A meteorite weighing 15.2 metric tonnes included two minerals that had never before been observed on Earth, according to scientists (33,510 pounds).
According to a news release from the University of Alberta, the materials come from a 70-gram (almost 2.5-ounce) chunk of the meteorite, which was found in Somalia in 2020 and is the ninth-largest meteorite ever found.
Samples of the space rock were sent to Chris Herd, curator of the university’s meteorite collection, for classification. As he was looking at it, he noticed something strange: some of the sample’s components weren’t visible under a microscope. Then, because Andrew Locock, director of the university’s electron microscope laboratory, has experience describing new minerals, he turned to him for help.
“The very first day he did some analyses, he said, ‘You’ve got at least two new minerals in there,'” Herd, a professor in the university’s department of Earth and atmospheric sciences, said in a statement. “That was phenomenal. Most of the time it takes a lot more work than that to say there’s a new mineral.”
Elaliite is a mineral that takes its name from the space object known as the “El Ali” meteorite, which was discovered close to the town of El Ali in central Somalia.
After Lindy Elkins-Tanton, vice president of Arizona State University’s Interplanetary Initiative, Herd gave the second one the name elkinstantonite. Elkins-Tanton is the primary investigator of NASA’s forthcoming Psyche mission, which will go to a metal-rich asteroid that is orbiting the sun between Mars and Jupiter. He is also a regents professor in that university’s School of Earth and Space Exploration.
“Lindy has done a lot of work on how the cores of planets form, how these iron nickel cores form, and the closest analogue we have are iron meteorites,” Herd said. “It made sense to name a mineral after her and recognize her contributions to science.”
Oliver Tschauner, a mineralogist and professor of research in the department of geology at the University of Nevada, Las Vegas, said that the International Mineralogical Association’s recognition of the two new minerals in November of this year “indicates that the work is strong.”
“Whenever you find a new mineral, it means that the actual geological conditions, the chemistry of the rock, was different than what’s been found before,” Herd said. “That’s what makes this exciting: In this particular meteorite you have two officially described minerals that are new to science.”
LAB-CREATED MINERALS’ PART IN DISCOVERY
According to a press statement from the University of Alberta, Locock was able to quickly identify the newly discovered minerals since comparable minerals had previously been synthesized, and he was able to match the composition of the newly discovered minerals with their artificial equivalents.

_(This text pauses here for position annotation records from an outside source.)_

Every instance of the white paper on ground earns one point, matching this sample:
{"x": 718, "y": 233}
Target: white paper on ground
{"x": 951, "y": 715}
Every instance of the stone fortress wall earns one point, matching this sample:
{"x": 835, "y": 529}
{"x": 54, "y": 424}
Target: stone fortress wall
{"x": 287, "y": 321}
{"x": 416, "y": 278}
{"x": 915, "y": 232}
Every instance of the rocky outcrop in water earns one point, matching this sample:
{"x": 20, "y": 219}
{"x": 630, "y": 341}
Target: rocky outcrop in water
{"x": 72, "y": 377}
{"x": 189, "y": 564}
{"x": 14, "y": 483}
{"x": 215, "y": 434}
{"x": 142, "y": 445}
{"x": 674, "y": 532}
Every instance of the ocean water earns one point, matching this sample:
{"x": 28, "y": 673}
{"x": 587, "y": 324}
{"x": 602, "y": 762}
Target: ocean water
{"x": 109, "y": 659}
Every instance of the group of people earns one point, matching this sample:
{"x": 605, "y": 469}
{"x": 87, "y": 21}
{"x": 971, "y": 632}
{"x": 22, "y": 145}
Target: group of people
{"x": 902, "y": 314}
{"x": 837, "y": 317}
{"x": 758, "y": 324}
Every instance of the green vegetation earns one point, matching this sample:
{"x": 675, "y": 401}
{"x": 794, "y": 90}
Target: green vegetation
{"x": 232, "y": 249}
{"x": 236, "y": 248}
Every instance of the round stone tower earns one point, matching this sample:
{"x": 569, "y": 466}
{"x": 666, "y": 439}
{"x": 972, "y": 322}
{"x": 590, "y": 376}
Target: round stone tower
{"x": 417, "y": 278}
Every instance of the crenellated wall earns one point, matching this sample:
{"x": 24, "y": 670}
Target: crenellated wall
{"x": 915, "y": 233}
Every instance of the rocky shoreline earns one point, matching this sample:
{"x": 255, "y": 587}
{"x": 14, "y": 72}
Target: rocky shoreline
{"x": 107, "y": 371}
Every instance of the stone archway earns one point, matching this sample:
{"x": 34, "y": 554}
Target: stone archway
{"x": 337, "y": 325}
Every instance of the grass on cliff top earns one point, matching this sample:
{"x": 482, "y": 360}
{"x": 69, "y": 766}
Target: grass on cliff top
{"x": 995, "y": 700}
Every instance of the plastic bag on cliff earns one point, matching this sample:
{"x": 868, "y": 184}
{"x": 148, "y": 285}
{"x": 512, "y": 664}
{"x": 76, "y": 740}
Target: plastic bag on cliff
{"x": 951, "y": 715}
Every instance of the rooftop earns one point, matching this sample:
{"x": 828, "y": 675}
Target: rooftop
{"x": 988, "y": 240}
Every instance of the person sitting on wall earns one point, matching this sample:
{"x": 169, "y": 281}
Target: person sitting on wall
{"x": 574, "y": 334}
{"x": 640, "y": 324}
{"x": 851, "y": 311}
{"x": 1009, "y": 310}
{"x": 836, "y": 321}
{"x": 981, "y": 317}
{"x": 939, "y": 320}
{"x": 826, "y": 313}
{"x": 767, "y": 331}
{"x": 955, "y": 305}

Alan Rubin, a meteorite researcher, former adjunct professor, and research geochemist in the department of earth, planetary, and space sciences at the University of California, Los Angeles, said: “Material scientists do this all the time.” They can make new compounds for a variety of reasons, such as to explore what is physically feasible for research purposes or because they are looking for a substance with specific attributes for a practical or commercial application, such as conductivity, high strain, or high melting temperature.
It is just by chance that a scientist will discover a mineral in a meteorite or a terrestrial rock that has never been observed before, and very frequently, the same compound will have already been invented by material scientists.

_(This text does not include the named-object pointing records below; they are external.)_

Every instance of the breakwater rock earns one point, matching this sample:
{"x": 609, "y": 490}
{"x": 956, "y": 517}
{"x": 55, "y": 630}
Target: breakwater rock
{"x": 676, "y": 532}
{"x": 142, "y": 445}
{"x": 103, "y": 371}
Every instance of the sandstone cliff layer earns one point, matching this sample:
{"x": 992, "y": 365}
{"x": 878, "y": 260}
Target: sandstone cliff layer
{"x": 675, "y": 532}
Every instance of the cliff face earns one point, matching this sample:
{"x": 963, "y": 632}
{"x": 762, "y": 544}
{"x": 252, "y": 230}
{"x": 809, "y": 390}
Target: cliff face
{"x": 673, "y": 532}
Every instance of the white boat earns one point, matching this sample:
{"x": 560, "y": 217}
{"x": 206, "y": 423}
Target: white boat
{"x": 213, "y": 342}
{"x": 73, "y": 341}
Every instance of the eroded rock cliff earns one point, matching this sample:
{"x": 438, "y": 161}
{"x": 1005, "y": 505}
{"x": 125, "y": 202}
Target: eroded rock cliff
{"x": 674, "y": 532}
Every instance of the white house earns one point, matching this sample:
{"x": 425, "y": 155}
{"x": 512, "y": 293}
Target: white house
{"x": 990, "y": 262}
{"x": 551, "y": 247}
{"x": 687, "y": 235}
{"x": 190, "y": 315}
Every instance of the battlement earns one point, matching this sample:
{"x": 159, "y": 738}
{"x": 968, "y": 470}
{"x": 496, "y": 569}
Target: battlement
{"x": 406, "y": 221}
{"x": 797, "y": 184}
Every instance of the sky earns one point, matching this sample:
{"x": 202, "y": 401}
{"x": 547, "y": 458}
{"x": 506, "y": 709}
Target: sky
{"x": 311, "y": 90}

Both new minerals are phosphates of iron, Tschauner said. Phosphate is a salt or ester of phosphoric acid.
He said through email that phosphides, which are a rare primary component of iron meteorites, are converted into phosphites, which are secondary products in iron meteorites. “The two novel phosphates provide information about the oxidation processes that took place in the meteorite sample. As far as I’m aware, many of these meteorite phosphates developed in space, however, it’s unclear if the oxidation took place there or on Earth following the fall. Water was most likely the reactant that led to the oxidation in either scenario.”

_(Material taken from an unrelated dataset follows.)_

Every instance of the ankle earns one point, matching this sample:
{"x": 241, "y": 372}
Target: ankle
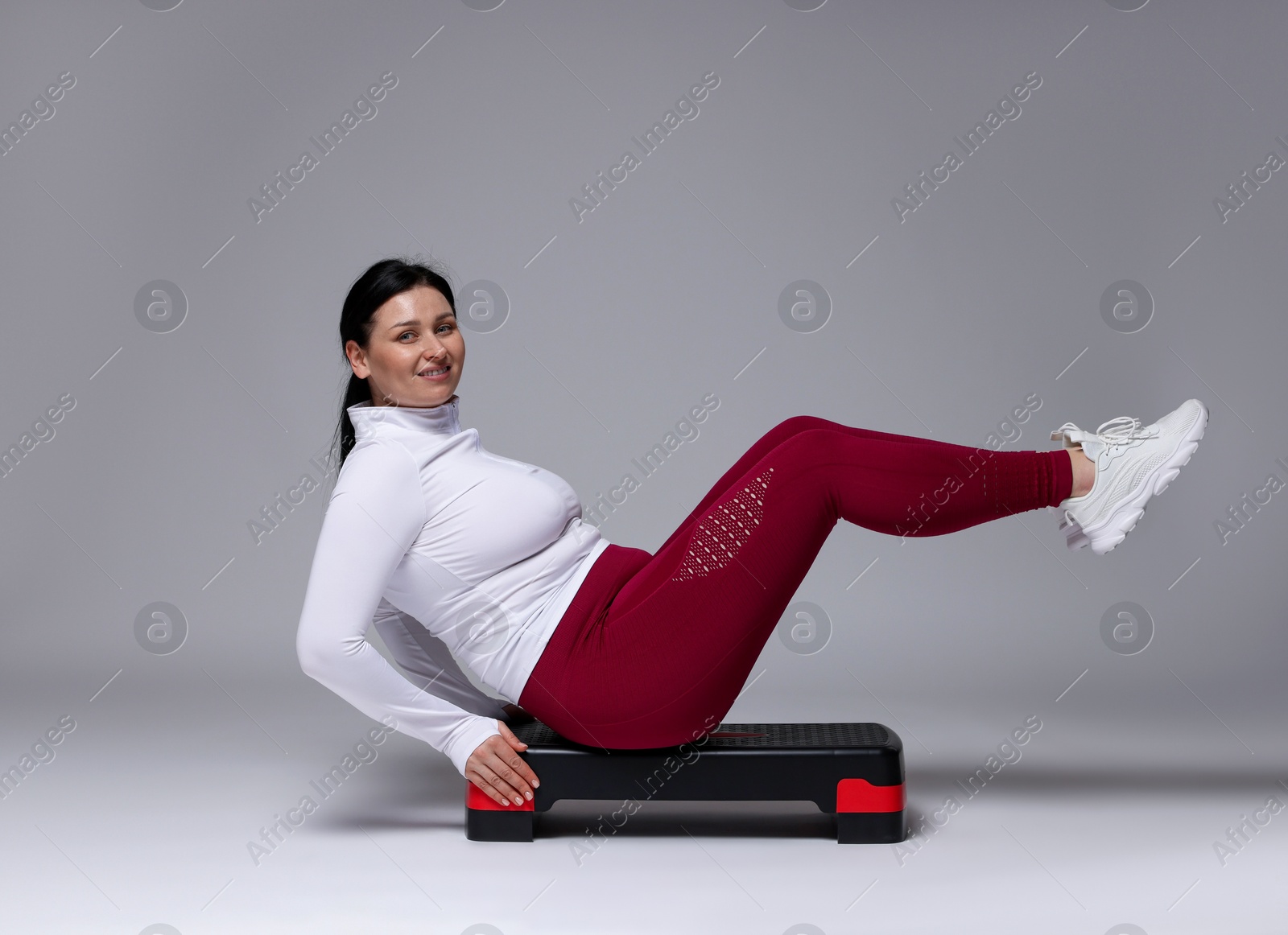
{"x": 1084, "y": 473}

The findings were presented in November at the University of Alberta’s Space Exploration Symposium. The revelations “broaden our perspective on the natural materials that can be found and can be formed in the solar system,” Rubin said.
According to Herd, it appears that the El Ali meteorite from which the materials were extracted was sent to China in search of a buyer.
To determine the circumstances present in the meteorite at the time the space rock originated, scientists are still examining the minerals, as well as maybe a third one. Additionally, he continued, recently found minerals might have fascinating long-term effects.
“Whenever there’s a new material that’s known, material scientists are interested too because of the potential uses in a wide range of things in society,” Herd said.